Bangalore is on course to follow the example of some other major Indian cities to build entire suburbs in huge chunks to meet the hunger for quality housing and office space for one of the world’s fastest-growing middle classes. Thanks to changes in the law that encourages foreign investments in Indian development, many of those townships are joint partnerships between established Indian developers and Western real-estate investors, including U.S.-based Tishman Speyer Properties LP, Marathon Asset ManagEment and Walton Street Capital LLC.

In addition to dwellings, Bidadi Township will have a retail, office and recreational component, according to Imad Benharouga, head of corporate strategy at Limitless in Dubai. Construction is expected to start in the first half of next year and take five years to complete.

Plans for Bidadi also include the largest technology hub in the country and one of the largest in the world, says Karun Varma, head of transaction services in Bangalore at real-estate advisory firm Jones Lang LaSalle Inc.

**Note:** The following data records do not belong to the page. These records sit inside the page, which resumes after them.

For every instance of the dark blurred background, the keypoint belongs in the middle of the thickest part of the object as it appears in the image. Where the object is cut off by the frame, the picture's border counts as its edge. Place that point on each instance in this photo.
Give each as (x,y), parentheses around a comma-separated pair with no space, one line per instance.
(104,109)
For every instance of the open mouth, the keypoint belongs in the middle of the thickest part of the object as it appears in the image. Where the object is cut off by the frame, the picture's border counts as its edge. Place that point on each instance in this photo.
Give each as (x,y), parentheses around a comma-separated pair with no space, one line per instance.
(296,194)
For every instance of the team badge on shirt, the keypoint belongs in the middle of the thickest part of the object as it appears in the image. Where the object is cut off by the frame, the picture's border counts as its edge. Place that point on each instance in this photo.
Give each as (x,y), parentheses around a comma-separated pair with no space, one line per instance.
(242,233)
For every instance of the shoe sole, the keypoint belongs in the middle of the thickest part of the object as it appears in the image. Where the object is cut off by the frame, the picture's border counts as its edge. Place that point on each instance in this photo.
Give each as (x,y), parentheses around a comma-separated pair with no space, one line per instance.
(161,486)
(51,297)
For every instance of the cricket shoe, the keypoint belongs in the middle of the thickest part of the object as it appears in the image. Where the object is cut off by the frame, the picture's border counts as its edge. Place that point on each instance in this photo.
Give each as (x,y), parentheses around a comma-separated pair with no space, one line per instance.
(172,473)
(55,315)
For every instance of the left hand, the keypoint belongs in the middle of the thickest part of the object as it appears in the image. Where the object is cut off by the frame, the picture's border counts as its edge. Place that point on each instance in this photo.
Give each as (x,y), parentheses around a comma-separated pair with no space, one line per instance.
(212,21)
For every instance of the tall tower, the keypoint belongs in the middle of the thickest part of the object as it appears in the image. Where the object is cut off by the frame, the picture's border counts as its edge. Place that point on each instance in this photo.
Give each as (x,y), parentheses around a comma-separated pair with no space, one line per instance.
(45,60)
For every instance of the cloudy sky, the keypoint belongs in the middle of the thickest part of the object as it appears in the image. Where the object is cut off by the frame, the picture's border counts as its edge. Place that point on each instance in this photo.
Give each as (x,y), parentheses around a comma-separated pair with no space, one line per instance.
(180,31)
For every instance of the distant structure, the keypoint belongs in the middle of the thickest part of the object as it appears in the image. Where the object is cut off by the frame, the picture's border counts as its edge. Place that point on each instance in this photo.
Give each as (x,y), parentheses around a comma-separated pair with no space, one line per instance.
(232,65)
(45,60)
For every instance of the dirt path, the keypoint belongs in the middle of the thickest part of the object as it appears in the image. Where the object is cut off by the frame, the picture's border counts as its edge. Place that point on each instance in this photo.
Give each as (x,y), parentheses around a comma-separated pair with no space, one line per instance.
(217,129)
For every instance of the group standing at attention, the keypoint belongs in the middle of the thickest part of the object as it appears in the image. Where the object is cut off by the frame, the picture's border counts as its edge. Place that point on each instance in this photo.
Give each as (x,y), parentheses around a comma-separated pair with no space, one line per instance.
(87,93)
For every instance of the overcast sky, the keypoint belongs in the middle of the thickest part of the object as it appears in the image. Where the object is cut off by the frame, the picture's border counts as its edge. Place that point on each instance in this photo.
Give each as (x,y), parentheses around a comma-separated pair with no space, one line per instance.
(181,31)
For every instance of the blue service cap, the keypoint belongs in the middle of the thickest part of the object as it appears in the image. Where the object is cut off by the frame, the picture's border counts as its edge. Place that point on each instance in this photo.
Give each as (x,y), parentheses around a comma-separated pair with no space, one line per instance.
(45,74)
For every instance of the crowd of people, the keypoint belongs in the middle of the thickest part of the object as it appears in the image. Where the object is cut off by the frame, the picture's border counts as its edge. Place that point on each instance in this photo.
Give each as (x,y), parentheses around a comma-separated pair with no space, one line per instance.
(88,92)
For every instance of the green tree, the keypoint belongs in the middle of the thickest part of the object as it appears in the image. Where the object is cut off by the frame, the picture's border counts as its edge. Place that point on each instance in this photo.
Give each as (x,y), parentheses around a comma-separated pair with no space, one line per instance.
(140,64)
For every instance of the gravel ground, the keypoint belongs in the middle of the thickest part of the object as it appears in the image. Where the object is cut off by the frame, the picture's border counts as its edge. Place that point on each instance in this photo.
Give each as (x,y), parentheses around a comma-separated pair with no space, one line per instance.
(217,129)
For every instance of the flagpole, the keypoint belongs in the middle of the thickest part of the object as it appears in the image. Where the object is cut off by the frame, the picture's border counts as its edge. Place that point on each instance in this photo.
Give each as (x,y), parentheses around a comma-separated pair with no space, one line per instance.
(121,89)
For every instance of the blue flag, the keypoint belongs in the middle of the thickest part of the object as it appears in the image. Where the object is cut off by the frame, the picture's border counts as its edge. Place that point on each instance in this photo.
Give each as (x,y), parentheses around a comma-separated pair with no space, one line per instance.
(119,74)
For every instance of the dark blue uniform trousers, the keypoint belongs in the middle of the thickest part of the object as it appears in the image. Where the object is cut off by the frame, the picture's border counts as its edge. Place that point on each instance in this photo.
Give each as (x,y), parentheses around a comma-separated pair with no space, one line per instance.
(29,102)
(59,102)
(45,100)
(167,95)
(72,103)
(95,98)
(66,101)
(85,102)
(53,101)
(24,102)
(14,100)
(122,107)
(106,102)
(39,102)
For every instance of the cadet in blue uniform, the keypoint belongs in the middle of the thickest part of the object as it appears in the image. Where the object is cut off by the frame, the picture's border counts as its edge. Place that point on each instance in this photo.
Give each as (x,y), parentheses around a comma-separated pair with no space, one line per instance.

The aim: for workers to both work and live in the vicinity, cutting down on commuting time. Schools, parks and medical facilities are also going to be developed.

“It is a challenge to build a large township like this in such a short time, which is why I think the government chose a big developer to do it. However, you need aggressive and challenging timelines to make projects like this happen,” says Mr. Varma, who isn’t advising on the project.

This month, Indian conglomerate Sigrun Group started construction on a 200-acre township on the northern outskirts of Mumbai. Sigrun Kingdom, as it is known, will consist of around 7,000 homes, as well as shops, offices, medical facilities and schools, according to Sheetel Chantel Halai, head of South Asia at real-estate advisory firm Savills in London, who is advising on the project.

1 comment

1 riathareja { 04.15.08 at 6:05 am }

I am amazed at the way Indian real estate market is rising. It has many similarities to the Indian stock market but minus the volatility.I had earlier mentioned how it has proved me wrong. Since then, I have stopped making any predictions on Indian real estate market. Although, US has shown clear signs of things slowing down in last year or so, India is carrying on with same breakneck pace that it picked up sometime at the start of the decade.Although rate of growth in metros is slowed down a bit (as the rates have reached such astronomical levels that even higher middle class Indians are finding it tough to buy), all other cities and smaller towns are growing at around 50% year on year. In some places like Pune and Mysore, it is touching 100%.In India, the reforms programme has been going on for past one and a half decade and in the process it has led to a phenomenal growth in several sectors like IT, ITES, Telecom, etc. All economic indicators are pointing to the India Property market as the next growth story.Facts speak for themselves. The growth in the India Property sector is all round with hardly any element of the value chain being out of this “being on fire” trend. The real estate sector is perhaps the most recent one to join the coveted list of sectors which have taken off in a major way and all slated to hit the stratosphere in the years ahead. It indeed has the capacity to display “sky is the limit” syndrome and this is what it has begun to display in India. Be it housing construction, malls, state-of-the-art office complexes, mid-sized retail stores - the rapid fire development can be seen all around especially in locations which have come up as commercial hubs. New concepts in construction like specialty malls or weekend property have barged in much sooner than expected and they are adding new dynamism to the Indian Property sector on a consistent basis.